Quizás no era él en sí mismo, sino esa marca en el pómulo. ¿Por qué le era tan
familiar aquella cicatriz? ¿Por qué se había constituido en un detalle de
relevante importancia? La imagen apareció como un relámpago, como si hubiese
esperado décadas a ser llamada. Del ojo al pómulo derecho, así era la cicatriz
de aquel hombre de pelo largo, muy negro, ese que lo había sorprendido en el
corredor de la casa chorizo por donde él, en ese entonces un niño de ocho años,
se dirigía a la puerta de calle para jugar con su pelota. El hombre de la
cicatriz sonrió forzadamente y le preguntó por su padre. El pequeño Fabián se
alegró de que su padre recibiera amigos y le franqueó la puerta de su hogar,
para enseguida seguir su camino por el corredor. Antes de llegar a la calle
escuchó gritos, y enseguida un estampido que le atravesó la respiración. El
hombre de pelo negro se retiró a paso firme por el corredor sin siquiera
mirarlo. El pequeño entró temblando a su casa, sin soltar la pelota. Vio a su
padre en un sillón, con la camisa destrozada, llorando. Muy cerca estaba Tomy.
Se acercó al perrito, que yacía boca abajo en el piso. Descubrió la sangre
inundando su pelaje blanquecino. Le tomó una de las patas, sacudiéndola,
buscando que cobrara vida, que despertara como siempre lo hacía después de una
siesta al sol. Pero la patita resbaló de sus manos y quedó en el piso, inmóvil.
El llanto de su padre le hería los oídos, pero él no lloró. Sólo apretaba la
pelota contra su pecho, y pensaba, pensaba en que no debió haber abierto la
puerta para ese extraño, que todo lo que había ocurrido se debía a él, Tomy
había muerto por su culpa. Su culpa. Y odió el momento en que decidió salir a
jugar, odió al hombre de pelo negro, odió a su padre, pero por sobre todo,
abonó la idea que lo acompañaría de por vida, la de odiarse a sí mismo.
Nunca relató lo sucedido y por eso nadie lo contuvo, nadie le aseguró que su culpa era infundada, que no cabía en él la responsabilidad del hecho, que era solo un niño y no podía prever lo acontecido. Sin embargo, no hubiera servido de mucho. Nadie se libra del dedo acusatorio de un niño, y mucho menos el adulto que lo lleva dentro. La memoria fue lo suficiente piadosa para borrar ese nefasto día de su conciencia, pero el odio perduró, y se convirtió en la matriz subrepticia de todas sus relaciones en la vida. La sensación de que destruía todo lo que tocaba. Así malogró amistades, proyectos, y la pareja con la única mujer que amó.
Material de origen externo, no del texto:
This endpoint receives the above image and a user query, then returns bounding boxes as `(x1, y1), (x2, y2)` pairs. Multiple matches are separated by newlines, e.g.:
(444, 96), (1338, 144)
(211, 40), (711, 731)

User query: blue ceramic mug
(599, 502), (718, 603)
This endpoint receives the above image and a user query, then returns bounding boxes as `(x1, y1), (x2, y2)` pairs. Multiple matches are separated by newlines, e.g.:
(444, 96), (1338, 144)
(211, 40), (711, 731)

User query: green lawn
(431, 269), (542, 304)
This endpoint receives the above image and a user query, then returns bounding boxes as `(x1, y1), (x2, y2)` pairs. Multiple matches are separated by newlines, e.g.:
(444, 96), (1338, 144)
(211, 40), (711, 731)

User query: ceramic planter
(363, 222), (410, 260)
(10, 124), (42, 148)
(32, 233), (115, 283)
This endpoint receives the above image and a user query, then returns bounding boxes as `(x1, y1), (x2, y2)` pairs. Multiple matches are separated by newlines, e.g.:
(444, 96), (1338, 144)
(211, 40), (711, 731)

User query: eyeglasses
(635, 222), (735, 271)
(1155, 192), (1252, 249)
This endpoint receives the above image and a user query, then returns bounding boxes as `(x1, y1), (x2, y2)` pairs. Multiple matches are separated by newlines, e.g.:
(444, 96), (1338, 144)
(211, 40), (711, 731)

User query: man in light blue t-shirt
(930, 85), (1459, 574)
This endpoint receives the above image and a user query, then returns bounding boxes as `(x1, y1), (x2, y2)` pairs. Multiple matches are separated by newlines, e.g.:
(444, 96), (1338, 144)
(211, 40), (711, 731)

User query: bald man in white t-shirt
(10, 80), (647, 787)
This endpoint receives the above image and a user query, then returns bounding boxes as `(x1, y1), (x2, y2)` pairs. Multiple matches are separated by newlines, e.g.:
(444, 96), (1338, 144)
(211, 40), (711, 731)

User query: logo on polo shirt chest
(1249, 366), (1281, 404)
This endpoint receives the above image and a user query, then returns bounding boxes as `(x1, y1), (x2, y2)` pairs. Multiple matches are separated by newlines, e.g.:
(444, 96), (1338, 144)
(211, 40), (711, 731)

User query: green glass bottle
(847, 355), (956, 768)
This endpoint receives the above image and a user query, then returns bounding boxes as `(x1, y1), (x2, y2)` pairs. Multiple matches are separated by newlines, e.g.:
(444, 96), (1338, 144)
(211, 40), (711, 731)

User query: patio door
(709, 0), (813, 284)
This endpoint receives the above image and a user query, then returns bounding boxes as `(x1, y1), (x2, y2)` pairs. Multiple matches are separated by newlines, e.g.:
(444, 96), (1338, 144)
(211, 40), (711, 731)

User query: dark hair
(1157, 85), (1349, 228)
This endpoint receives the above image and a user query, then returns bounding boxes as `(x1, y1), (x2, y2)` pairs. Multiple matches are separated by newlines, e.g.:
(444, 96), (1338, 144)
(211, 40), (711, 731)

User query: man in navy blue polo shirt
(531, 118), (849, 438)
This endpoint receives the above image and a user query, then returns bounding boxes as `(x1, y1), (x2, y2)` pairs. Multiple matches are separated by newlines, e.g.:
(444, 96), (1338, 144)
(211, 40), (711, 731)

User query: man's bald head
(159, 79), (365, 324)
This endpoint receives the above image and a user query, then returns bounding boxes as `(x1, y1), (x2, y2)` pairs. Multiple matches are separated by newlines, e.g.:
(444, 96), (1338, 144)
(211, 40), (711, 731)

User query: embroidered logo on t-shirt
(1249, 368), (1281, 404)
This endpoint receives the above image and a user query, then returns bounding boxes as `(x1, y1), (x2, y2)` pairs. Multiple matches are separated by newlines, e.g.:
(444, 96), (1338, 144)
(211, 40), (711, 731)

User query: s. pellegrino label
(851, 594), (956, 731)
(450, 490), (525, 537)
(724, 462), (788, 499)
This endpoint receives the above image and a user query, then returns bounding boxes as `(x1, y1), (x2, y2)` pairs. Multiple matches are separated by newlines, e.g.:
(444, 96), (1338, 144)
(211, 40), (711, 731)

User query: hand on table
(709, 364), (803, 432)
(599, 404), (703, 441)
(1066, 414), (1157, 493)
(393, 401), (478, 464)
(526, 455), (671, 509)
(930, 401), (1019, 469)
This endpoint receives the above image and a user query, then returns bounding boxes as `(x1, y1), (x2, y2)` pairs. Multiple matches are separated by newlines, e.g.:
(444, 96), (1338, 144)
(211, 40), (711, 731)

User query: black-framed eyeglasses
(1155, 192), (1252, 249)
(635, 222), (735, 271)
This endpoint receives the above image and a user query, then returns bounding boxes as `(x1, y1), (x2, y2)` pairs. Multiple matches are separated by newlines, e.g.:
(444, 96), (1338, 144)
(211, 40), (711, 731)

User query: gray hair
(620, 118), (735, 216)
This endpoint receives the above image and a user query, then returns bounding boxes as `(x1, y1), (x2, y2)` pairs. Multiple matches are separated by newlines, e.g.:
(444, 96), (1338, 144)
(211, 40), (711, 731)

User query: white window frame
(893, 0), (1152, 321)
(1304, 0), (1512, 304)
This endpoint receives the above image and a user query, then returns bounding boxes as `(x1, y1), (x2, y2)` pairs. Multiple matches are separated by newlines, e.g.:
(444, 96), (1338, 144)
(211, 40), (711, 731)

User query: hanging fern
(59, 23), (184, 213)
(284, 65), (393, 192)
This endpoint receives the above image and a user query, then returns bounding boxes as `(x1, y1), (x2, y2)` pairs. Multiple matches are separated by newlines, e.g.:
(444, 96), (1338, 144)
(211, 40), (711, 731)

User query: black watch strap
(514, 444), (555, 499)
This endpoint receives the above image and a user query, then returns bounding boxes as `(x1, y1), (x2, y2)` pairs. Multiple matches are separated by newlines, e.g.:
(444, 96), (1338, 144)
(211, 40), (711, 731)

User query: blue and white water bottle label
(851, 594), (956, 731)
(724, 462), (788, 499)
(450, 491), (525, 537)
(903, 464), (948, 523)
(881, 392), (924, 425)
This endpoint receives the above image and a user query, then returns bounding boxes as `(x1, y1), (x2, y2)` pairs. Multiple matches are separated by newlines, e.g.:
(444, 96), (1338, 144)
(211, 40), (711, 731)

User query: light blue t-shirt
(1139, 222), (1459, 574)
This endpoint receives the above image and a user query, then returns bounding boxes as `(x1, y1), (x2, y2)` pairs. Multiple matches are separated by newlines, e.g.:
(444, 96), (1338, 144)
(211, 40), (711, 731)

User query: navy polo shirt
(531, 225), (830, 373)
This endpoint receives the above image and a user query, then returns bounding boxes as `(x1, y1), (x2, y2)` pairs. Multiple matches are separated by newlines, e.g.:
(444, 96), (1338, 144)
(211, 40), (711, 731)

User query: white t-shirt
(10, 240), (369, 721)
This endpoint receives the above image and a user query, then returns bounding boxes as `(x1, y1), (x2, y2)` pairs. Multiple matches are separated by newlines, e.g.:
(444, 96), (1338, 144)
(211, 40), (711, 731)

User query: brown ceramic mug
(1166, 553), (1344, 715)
Hasta quedarse solo, con la oculta, agazapada imposición de pagar esa vieja deuda. Castigarse por el tremendo error, condenarse, ejecutarse. Y por primera vez en mucho tiempo el odio primigenio salía a la luz, retornando a su origen. Y se despreció con toda la fuerza de su infancia herida, la imagen de su perro muerto era un cuchillo removiéndose en el pecho, y lloró, por primera vez lloró. Gritó de dolor. Y golpeó, dio trompadas a la rama del viejo sauce, sin el menor cuidado por la sangre que manaba de su puño. Golpeó deseando que fuera él mismo el objeto de su ira. Hasta que la rama se quebró. Fabián perdió el equilibrio y cayó de espaldas sobre la tierra. Escuchó el gruñido llegando desde algún lugar pero ya no le importaba. Había matado a su perro, su único amigo, el único sostén, su refugio en ese hogar estéril de caricias, y ahora otro perro sería su verdugo. Era el justo castigo. Cerró los ojos, aceptándolo.